A pipeline is a makefile

What is a pipeline? For me, it' s series of steps that munch DNA/protein data, combines it with other data using various small scripts and outputs the results as diagrams or HTML. Do we want to code this kind of software as a script? If you think "makefile!" now, then you're much more clever than I was. But personally, until recently, I've glued my scripts together using other scripts. And used makefiles only for compiling my programs. That was a bad idea. (it's a quite detailed post, click on "read more" for the full article)

My analysis tasks consist of 60% parser/converters, a little bit of hashing to analyse things, to convert it into the right format for R and one final line to instruct R to plot the whole mess. This might be different for you, but I bet you have several small programs that convert data using a, analyse it with b, analyze it with c and output it with d.

Now let's say that you've finished part a. While developing b, you don't want to run a all the time. So you comment that line out. Later you comment b out. Then c. After having finished d you're debugging b again. Now you have to make sure c and d are run to check the final result. You remove their comments again. Then your boss is dropping in and wants a parameter in c changed. You comment out a and b, to make it run faster, change c and run it again.

That's OK for a pipeline with four steps. But my programs tend to grow and grow until I have 20 steps with different branches. It's a huge mess and after a while I've completely forgotten which part depends on which others. Then, at a visit to the Vingron group I've seen people typing in "make" all the time. It's so simple, I don't know why I've never thought of this.

I don't uncomment anymore. All my analyses start with a makefile in an empty directory. All data files have a sensible file extension, say ".input.gff", "genes.gff", etc and reside in their own data directory. Conversions are makefile-rules that convert one file (extension) to another one. Analyses steps have these files as preconditions. Whenever a data file changes, all steps that depend on it are redone. Whenever a script changes, all data files that it produces are redone. That is all very obvious for anyone with a little experience with makefiles, it simply didn't occur to use the whole machinery for my pipelines.

In case that you don't know what makefiles are (I admit that most nodalpoint-readers can completely skip this paragraph): (Unix or MacOs or Windows/Cygwin) Create a file "makefile" anywhere and put two lines into it. First line reads "test2.txt : test.txt", this tells make that the following commands need a file test.txt and will create a file test2.txt. The second line: tab (make sure that there is really a tab character) then "cat test.txt | tr 'H' 'B' > test2.txt", which will replace every H by B. Save this. Create a second textfile test.txt with the contents "Hallo world!". Now, if you run "make test2.txt", make will execute the commands and they will create test2.txt. If you run "make test2.txt" again, nothing will happen. Make has seen that test2.txt is newer than test.txt and won't repeat the commands. Change test.txt now. Save it. Run "make test2.txt" again. Make will recreate test2.txt.
This is exactly what you want your pipeline to do: Do not repeat steps if the files that they depend on are already there. Repeat steps if something has changed. Makefiles have tons of options, even a quite complete string substitution targeted towards filenames. "info make" should give you a reasonably complete documentation.

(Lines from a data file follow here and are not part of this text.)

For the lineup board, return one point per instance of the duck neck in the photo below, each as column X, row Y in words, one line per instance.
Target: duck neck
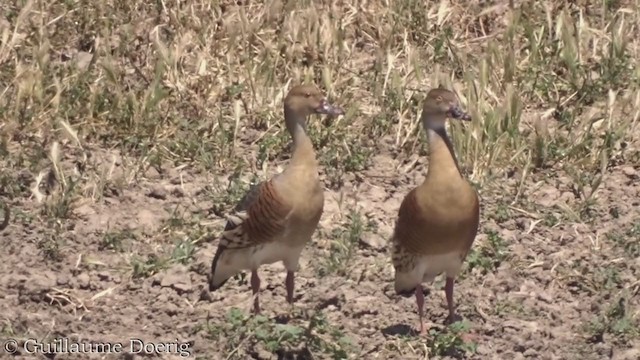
column 442, row 158
column 303, row 154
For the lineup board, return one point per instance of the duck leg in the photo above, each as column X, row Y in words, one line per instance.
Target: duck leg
column 420, row 302
column 448, row 291
column 255, row 288
column 289, row 282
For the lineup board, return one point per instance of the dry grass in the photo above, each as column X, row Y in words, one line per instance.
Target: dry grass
column 96, row 96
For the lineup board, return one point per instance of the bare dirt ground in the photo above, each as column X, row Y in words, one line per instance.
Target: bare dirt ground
column 129, row 129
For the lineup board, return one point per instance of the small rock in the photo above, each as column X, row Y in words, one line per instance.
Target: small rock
column 83, row 59
column 630, row 172
column 483, row 350
column 158, row 192
column 373, row 241
column 104, row 276
column 631, row 354
column 85, row 210
column 177, row 278
column 147, row 219
column 530, row 353
column 83, row 280
column 62, row 280
column 177, row 192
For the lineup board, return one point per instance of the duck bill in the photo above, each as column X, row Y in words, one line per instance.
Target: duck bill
column 329, row 109
column 456, row 113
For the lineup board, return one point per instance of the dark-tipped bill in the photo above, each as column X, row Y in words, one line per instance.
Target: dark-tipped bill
column 328, row 109
column 457, row 113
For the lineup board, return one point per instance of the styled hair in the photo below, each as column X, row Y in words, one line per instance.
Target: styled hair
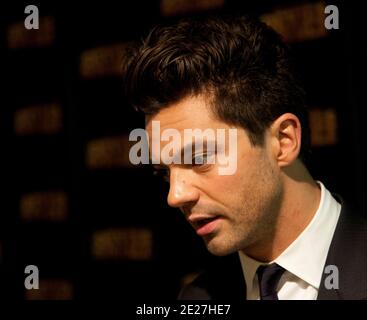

There are a couple of details that I've learnt now:

  • All steps should depend on their respective scripts. If I change a script, all steps downstream of it are redone.
  • All data files go into their own directory, all result files as well
  • The VPATH variable let's you specify that preconditions are also searched in a couple of other directories. I set them to my data directories where the genomes, gene-models etc are.
  • I knew "%" before but tend to forget it: a rule like this "%.gff: %.bed" will accept gff files and output bed files. The variables are then $< for the .gff file and $@ for the .bed file, so the command line will read: "gffToBed $< $@"
  • sanity checks of parameters: ifndef BLA - $(error bla is not defined!) - endif (replace "-" with newline) will check if variable BLA is defined
  • Of course, a makefile can call itself. Parameter-parsing is already built in (just mention P1=BLA on the command line), so to keep a track of the parameters you used for various analyses, add a target "MyRun" with no preconditions that calls "make analysis P1=BLA P2=BLA".
  • By default, make is running all commands of a step in parallel. Sometimes this is not intended, e.g. if you're downloading data and don't want to open 100 connections at the same time. ".NOTPARALLEL: download" will execute one command at a time for the target "download".
  • Results are cached if you put your applications on the web. If your filenames include the parameters, than even if someone needs a file that takes a long time to produce, it might be around already and as such will be used automatically. Let's say user A searches the genome for TATAA and this is saved in a central directory as TATAA.gff by the makefile. For everyone else afterwards who's running the pipeline with the same pattern (make pattern=TATAA) the makefile will make sure that the old results are directly re-used. OK, I admit this is a rare case... :-)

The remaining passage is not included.